Brian #4: 3 Tools to Track and Visualize the Execution of your Python Code

  • Khuyen Tran
  • Loguru — print better exceptions
    • we covered in episode 111, Jan 2019, but still super cool
  • snoop — print the lines of code being executed in a function
    • covered in episode 141, July 2019, also still super cool
  • heartrate — visualize the execution of a Python program in real-time
    • this is new to us, woohoo
  • Nice to have one persons take on a group of useful tools
    • Plus great images of them in action.

Michael #5: DuckDB + Pandas

  • via __AlexMonahan__
  • What’s DuckDB? An in-process SQL OLAP database management system
  • SQL on Pandas: After your data has been converted into a Pandas DataFrame often additional data wrangling and analysis still need to be performed. Using DuckDB, it is possible to run SQL efficiently right on top of Pandas DataFrames.
  • Example

        import pandas as pd
        import duckdb
        mydf = pd.DataFrame({'a' : [1, 2, 3]})
        print(duckdb.query("SELECT SUM(a) FROM mydf").to_df())
  • When you run a query in SQL, DuckDB will look for Python variables whose name matches the table names in your query and automatically start reading your Pandas DataFrames.

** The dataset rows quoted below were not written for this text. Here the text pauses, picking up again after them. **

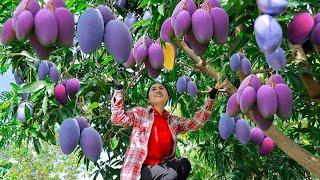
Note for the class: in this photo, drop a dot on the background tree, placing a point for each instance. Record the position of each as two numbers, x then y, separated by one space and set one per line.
297 142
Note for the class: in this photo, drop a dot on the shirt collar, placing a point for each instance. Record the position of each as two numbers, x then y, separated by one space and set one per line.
164 114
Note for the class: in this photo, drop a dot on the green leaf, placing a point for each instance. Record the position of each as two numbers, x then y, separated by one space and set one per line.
94 105
50 88
33 87
14 86
114 142
70 3
37 145
45 104
161 9
27 112
178 152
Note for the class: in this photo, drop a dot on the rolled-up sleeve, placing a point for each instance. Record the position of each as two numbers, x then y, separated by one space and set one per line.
119 116
199 120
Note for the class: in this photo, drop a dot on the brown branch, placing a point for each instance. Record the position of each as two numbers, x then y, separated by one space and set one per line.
261 71
205 67
311 84
292 149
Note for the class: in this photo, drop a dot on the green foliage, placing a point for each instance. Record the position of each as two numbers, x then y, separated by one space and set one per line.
211 156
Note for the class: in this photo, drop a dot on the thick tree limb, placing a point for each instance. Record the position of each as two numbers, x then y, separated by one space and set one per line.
292 149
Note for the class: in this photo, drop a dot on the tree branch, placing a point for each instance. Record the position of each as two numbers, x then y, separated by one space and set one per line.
311 84
292 149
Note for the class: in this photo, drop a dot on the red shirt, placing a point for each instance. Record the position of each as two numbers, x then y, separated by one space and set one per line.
160 141
141 120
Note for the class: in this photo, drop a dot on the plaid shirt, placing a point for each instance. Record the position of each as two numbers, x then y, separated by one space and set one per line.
142 120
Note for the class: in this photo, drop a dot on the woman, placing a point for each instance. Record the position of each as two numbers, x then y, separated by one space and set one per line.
153 141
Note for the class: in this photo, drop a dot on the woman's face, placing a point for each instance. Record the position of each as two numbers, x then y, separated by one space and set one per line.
158 95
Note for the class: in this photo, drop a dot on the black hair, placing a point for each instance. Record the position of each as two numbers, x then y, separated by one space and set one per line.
156 83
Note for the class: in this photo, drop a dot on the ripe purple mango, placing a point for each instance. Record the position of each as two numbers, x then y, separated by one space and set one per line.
69 135
248 99
266 146
182 23
192 88
140 54
106 13
256 135
121 3
118 40
235 62
17 76
242 131
236 118
198 49
166 32
220 21
268 33
65 22
64 82
284 99
212 3
187 78
153 73
181 85
190 7
202 26
241 55
91 143
57 4
255 83
90 30
155 56
46 27
277 59
300 28
316 19
315 35
226 126
245 66
33 7
82 122
36 63
272 7
43 70
8 35
147 15
233 108
131 61
24 25
50 64
54 74
276 78
262 123
267 101
60 94
25 96
21 111
130 19
41 51
73 86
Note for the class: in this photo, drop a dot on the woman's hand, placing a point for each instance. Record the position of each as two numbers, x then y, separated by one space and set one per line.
213 91
117 85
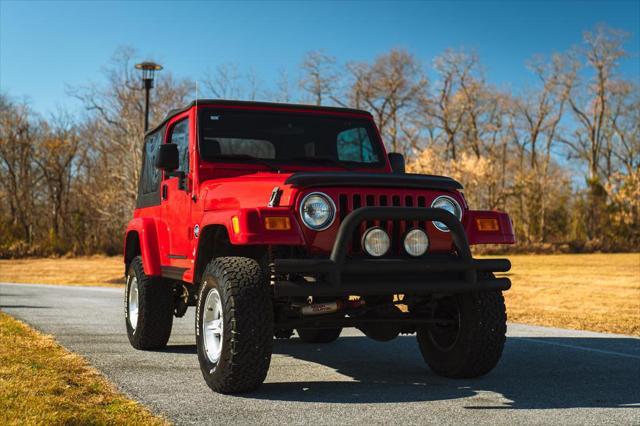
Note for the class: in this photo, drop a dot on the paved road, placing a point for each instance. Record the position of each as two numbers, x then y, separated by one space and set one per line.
546 375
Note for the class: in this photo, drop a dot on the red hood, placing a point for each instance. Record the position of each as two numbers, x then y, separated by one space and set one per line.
246 191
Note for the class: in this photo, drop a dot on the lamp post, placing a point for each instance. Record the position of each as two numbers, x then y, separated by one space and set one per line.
148 70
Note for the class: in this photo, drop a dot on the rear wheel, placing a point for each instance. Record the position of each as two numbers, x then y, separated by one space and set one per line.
234 325
320 335
469 344
148 308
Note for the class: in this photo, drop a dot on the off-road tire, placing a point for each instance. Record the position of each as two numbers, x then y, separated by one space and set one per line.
320 335
247 337
480 340
155 309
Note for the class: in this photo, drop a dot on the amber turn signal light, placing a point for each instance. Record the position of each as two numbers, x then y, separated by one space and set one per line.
235 222
277 223
487 225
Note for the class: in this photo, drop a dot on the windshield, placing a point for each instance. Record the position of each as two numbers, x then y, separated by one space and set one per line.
281 138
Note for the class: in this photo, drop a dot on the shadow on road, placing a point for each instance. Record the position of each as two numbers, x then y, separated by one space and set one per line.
538 373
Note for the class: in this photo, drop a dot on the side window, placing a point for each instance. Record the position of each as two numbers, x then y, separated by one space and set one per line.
355 145
149 183
180 136
150 174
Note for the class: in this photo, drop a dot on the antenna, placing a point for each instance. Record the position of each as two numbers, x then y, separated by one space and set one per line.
196 118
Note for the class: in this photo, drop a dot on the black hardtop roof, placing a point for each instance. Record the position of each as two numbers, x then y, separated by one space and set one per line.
223 102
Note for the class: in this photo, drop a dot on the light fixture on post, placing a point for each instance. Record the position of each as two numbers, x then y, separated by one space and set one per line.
148 71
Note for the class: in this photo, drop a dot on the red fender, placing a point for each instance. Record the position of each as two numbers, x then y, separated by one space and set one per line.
147 235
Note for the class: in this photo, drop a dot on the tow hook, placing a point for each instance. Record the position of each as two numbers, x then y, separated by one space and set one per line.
182 302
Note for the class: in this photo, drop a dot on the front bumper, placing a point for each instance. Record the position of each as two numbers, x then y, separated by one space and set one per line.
340 275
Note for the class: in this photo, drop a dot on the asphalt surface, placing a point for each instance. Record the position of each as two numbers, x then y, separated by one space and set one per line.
546 375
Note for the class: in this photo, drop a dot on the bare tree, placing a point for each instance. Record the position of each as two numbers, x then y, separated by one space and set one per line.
18 131
115 133
318 75
391 88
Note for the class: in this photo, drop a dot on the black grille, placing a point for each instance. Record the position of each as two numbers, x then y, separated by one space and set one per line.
395 228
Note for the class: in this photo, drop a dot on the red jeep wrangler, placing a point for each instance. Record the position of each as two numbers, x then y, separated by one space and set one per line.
273 217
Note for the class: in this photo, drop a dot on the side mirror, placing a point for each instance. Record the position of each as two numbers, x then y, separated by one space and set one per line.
168 158
397 162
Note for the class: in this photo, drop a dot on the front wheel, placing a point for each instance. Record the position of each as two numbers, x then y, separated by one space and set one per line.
470 342
234 325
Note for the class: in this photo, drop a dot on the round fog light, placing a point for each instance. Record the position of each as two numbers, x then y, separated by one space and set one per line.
376 242
416 242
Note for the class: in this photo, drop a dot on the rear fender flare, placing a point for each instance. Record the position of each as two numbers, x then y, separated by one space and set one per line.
146 232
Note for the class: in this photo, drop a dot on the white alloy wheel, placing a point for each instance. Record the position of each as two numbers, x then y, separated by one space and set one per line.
213 325
133 302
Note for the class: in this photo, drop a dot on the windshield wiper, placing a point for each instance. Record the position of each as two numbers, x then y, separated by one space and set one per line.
326 160
255 160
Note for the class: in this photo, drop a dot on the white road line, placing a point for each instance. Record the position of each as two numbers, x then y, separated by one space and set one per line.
580 348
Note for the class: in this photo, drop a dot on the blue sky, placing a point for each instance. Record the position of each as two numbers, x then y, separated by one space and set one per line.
46 46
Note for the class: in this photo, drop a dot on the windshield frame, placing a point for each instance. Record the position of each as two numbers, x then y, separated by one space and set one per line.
366 119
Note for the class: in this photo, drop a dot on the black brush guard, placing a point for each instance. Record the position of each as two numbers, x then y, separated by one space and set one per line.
344 276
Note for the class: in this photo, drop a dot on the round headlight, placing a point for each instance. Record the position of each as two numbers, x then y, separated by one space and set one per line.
376 242
317 211
416 242
448 204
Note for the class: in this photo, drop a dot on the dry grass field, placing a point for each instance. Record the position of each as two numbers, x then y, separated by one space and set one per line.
598 292
42 383
94 270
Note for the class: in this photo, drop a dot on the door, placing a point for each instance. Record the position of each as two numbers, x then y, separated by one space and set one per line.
176 198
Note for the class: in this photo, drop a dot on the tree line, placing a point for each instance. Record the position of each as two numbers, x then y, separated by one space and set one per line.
561 155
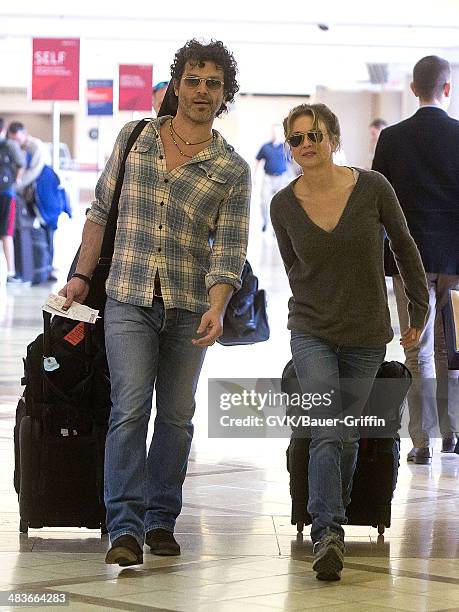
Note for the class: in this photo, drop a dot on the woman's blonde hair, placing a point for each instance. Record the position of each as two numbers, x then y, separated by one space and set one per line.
319 113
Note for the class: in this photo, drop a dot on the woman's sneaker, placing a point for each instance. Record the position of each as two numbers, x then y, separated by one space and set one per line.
328 556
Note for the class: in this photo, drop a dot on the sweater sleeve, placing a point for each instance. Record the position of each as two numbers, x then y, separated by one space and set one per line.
405 252
283 239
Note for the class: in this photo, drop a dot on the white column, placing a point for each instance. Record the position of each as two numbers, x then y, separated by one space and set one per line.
453 109
56 134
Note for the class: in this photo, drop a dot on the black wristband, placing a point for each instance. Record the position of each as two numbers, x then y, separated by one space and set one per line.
86 279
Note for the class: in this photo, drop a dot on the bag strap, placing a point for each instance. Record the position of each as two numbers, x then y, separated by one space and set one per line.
108 242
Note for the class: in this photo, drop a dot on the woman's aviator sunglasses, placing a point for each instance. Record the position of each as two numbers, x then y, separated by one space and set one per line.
297 138
194 82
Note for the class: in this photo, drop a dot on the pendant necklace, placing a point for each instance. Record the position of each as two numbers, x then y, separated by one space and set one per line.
186 141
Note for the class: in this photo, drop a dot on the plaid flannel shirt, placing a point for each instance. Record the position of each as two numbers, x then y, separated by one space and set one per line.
190 224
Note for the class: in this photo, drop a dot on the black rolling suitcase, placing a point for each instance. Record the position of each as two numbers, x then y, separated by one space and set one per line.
61 424
23 247
375 477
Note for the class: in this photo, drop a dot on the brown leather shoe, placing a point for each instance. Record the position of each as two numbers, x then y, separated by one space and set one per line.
162 542
420 456
125 551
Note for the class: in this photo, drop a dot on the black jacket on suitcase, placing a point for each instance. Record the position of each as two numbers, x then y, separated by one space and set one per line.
375 476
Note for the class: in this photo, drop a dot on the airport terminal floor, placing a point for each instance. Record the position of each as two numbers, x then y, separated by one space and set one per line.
239 550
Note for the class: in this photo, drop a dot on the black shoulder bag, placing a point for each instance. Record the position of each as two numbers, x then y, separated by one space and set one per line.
97 295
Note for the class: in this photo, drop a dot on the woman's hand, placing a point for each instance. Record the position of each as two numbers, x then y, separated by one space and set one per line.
410 337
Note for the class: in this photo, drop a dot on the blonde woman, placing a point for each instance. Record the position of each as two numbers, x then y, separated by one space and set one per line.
330 224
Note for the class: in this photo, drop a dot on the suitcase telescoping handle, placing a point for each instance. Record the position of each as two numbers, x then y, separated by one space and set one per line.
46 334
47 339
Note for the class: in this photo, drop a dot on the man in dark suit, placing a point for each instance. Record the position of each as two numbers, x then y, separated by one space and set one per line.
420 158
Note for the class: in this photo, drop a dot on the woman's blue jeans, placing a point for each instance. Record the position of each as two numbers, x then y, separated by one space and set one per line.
147 348
350 372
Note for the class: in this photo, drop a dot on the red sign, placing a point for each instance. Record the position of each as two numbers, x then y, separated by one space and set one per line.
56 69
99 95
135 87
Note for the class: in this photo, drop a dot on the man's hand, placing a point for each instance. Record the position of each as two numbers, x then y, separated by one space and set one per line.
212 323
76 290
410 337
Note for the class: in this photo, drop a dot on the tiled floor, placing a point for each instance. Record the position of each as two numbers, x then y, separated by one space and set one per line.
240 552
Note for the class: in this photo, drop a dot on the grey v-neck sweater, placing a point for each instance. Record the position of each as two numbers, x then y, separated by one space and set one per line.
337 278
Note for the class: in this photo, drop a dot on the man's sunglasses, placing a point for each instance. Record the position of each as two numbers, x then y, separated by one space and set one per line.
297 138
194 82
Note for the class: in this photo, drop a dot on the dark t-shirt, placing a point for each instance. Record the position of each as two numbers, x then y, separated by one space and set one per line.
274 156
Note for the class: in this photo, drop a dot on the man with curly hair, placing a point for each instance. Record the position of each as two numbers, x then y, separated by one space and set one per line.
179 251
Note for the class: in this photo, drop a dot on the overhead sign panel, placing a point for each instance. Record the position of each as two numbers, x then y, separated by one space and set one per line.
56 69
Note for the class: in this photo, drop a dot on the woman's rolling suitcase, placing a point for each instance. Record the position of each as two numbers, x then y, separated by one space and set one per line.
375 477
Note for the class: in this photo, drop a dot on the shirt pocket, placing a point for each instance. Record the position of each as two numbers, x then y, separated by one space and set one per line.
140 162
210 189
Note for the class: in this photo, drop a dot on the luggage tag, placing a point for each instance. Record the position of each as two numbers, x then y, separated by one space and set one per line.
50 364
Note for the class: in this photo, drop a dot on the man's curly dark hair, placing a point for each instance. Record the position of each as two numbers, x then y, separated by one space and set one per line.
197 53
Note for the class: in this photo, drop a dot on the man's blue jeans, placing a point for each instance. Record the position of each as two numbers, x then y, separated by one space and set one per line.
333 449
148 347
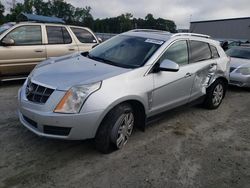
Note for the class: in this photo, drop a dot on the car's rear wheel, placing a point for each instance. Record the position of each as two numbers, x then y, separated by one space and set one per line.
116 128
215 94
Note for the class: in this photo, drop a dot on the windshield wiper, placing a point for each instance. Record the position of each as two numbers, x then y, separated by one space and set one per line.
103 60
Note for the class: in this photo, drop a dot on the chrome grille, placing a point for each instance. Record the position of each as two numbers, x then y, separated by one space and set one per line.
37 93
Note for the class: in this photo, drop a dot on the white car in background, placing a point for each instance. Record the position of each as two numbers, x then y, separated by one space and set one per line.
239 66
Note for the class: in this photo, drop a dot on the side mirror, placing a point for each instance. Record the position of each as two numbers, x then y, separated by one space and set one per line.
100 40
8 42
168 65
95 45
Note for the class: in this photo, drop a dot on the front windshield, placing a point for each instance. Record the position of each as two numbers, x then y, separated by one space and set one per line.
125 51
243 53
4 27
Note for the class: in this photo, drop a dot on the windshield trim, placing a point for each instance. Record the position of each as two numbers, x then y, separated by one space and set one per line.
102 60
129 66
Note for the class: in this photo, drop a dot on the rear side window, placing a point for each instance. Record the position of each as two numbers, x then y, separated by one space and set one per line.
214 51
83 35
177 52
200 51
58 35
26 35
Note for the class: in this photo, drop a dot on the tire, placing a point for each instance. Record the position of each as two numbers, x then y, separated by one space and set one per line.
115 129
215 94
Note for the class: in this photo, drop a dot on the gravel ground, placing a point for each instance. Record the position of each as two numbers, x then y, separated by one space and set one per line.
187 147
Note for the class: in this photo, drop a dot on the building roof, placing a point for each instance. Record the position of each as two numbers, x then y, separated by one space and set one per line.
229 19
39 18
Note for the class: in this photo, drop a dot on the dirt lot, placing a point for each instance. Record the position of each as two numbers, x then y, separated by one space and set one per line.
189 147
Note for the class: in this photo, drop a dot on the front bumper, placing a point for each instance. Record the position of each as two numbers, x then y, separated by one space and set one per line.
41 120
239 80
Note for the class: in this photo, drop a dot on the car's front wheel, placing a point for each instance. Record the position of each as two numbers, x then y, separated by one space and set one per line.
215 94
116 128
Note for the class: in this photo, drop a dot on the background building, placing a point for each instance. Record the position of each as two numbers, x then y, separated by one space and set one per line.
235 28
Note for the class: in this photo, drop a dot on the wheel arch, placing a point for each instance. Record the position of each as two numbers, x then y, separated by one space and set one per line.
137 104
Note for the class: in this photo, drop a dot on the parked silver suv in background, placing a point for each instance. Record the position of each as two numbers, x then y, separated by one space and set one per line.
105 93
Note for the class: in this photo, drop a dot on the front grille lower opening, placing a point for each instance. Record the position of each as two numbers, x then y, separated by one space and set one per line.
60 131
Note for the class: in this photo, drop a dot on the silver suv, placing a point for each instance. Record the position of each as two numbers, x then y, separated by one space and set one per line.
119 84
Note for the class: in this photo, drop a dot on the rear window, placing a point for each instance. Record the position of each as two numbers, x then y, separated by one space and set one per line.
83 35
58 35
214 51
243 53
200 51
26 35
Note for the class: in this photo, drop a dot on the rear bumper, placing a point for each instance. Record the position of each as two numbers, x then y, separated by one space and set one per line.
239 80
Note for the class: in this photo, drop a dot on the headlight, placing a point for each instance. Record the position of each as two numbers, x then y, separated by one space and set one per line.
243 70
75 97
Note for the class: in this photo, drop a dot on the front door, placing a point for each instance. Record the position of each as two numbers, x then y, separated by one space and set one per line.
25 53
172 89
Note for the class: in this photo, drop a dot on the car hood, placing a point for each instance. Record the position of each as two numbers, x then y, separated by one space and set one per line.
64 72
236 62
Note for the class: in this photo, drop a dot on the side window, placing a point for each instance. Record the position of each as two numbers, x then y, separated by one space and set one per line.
214 51
26 35
58 35
178 52
199 51
83 35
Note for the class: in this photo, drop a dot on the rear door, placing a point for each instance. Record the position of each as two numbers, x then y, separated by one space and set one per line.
59 41
203 64
26 52
172 89
85 39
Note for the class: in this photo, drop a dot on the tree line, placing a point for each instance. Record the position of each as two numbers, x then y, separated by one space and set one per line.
82 16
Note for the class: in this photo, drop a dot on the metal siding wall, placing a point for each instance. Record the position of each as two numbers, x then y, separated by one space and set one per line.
231 29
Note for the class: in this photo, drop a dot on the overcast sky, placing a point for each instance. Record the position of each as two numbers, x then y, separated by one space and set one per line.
180 11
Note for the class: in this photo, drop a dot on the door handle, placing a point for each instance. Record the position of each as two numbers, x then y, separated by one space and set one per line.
39 50
213 64
188 75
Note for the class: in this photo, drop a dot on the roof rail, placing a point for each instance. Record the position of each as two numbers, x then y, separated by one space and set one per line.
150 30
190 34
24 17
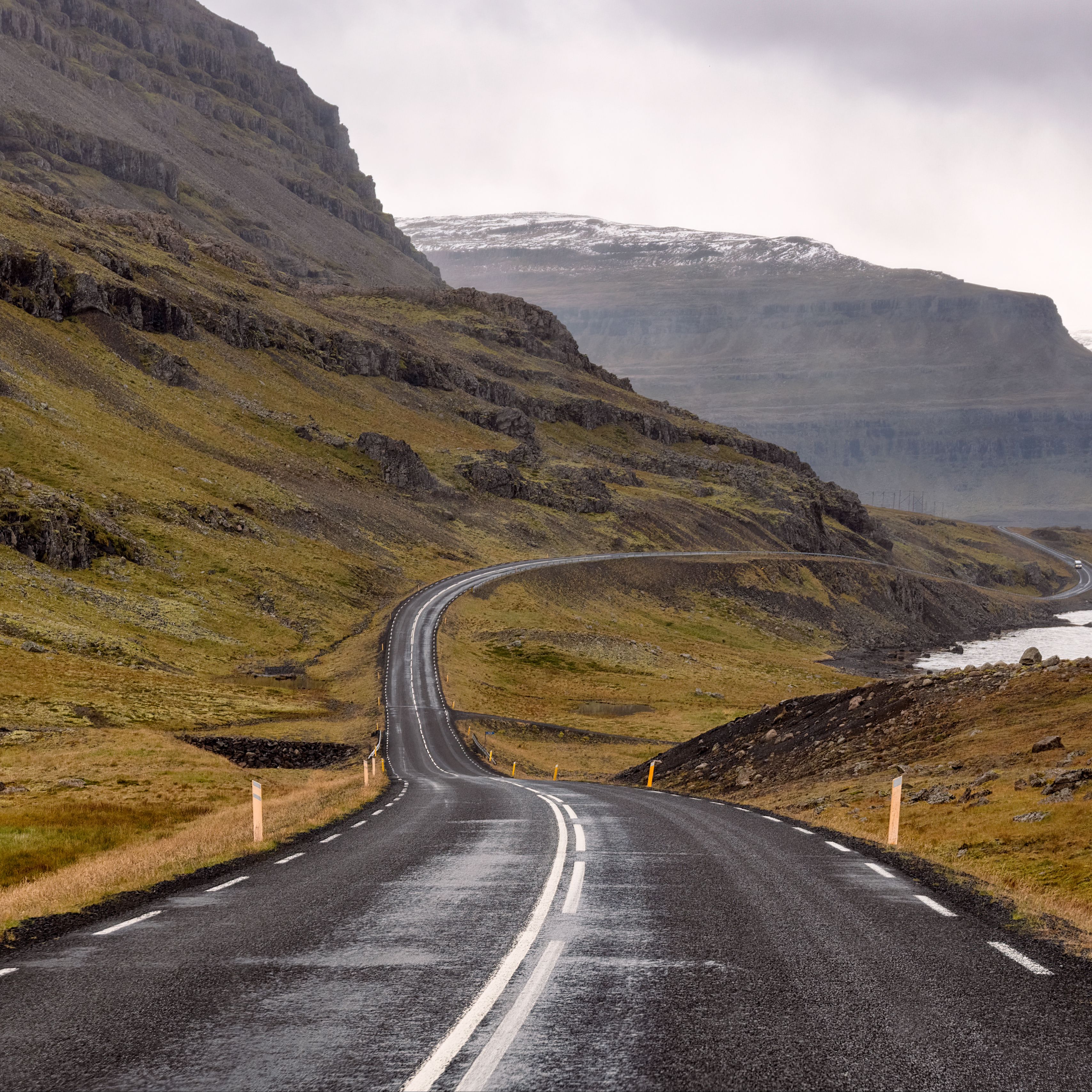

  • For many queries, you can use DuckDB to process data faster than Pandas, and with a much lower total memory usage, without ever leaving the Pandas DataFrame binary format (“Pandas-in, Pandas-out”).
  • The automatic query optimizer in DuckDB does lots of the hard, expert work you’d need in Pandas.

Vincent #6:

  • I work for a company called Rasa. We make a python library to make virtual assistants and there’s a few community projects. There’s a bunch of cool showcases, but one stood out when I was checking our community showcase last week. There’s a project that warns folks about forest fire updates over text. The project is open-sourced on GitHub and can be found here. There’s also a GIF demo here.
    • Amit Tallapragada and Arvind Sankar observed that in the early days of the fires, news outlets and local governments provided a confusing mix of updates about fire containment and evacuation zones, leading some residents to evacuate unnecessarily. They teamed up to build a chatbot that would return accurate information about conditions in individual cities, including nearby fires, air quality, and weather data.
    • What’s cool here isn’t just that Vincent is biased (again, he works for Rasa), it’s also a nice example of grass-roots impact. You can make a lot of impact if there’s open APIs around.
    • They host a scraper that scrapes fire/weather info every 10 seconds. It also fetches evacuation information.
    • You can text a number and it will send you up-to-date info based on your city. It will also notify you if there’s an evacuation order/plan.
    • They even do some fuzzy matching to make sure that your city is matched even when you make a typo.



Vincent: Human-Learn: a suite of tools to have humans define models before resorting to machines.

  • It’s scikit-learn compatible.
  • One of the main features is that you’re able to draw a model!
  • There’s a small guide that shows how to outperform a deep learning implementation by doing exploratory data analysis. It turns out, you can outperform Keras sometimes.
  • There’s a suite of tools to turn python functions into scikit-learn compatible models. Keyword arguments become grid-search-able.
  • Tutorial on to anybody interested.
  • Can also be used for Bulk Labelling.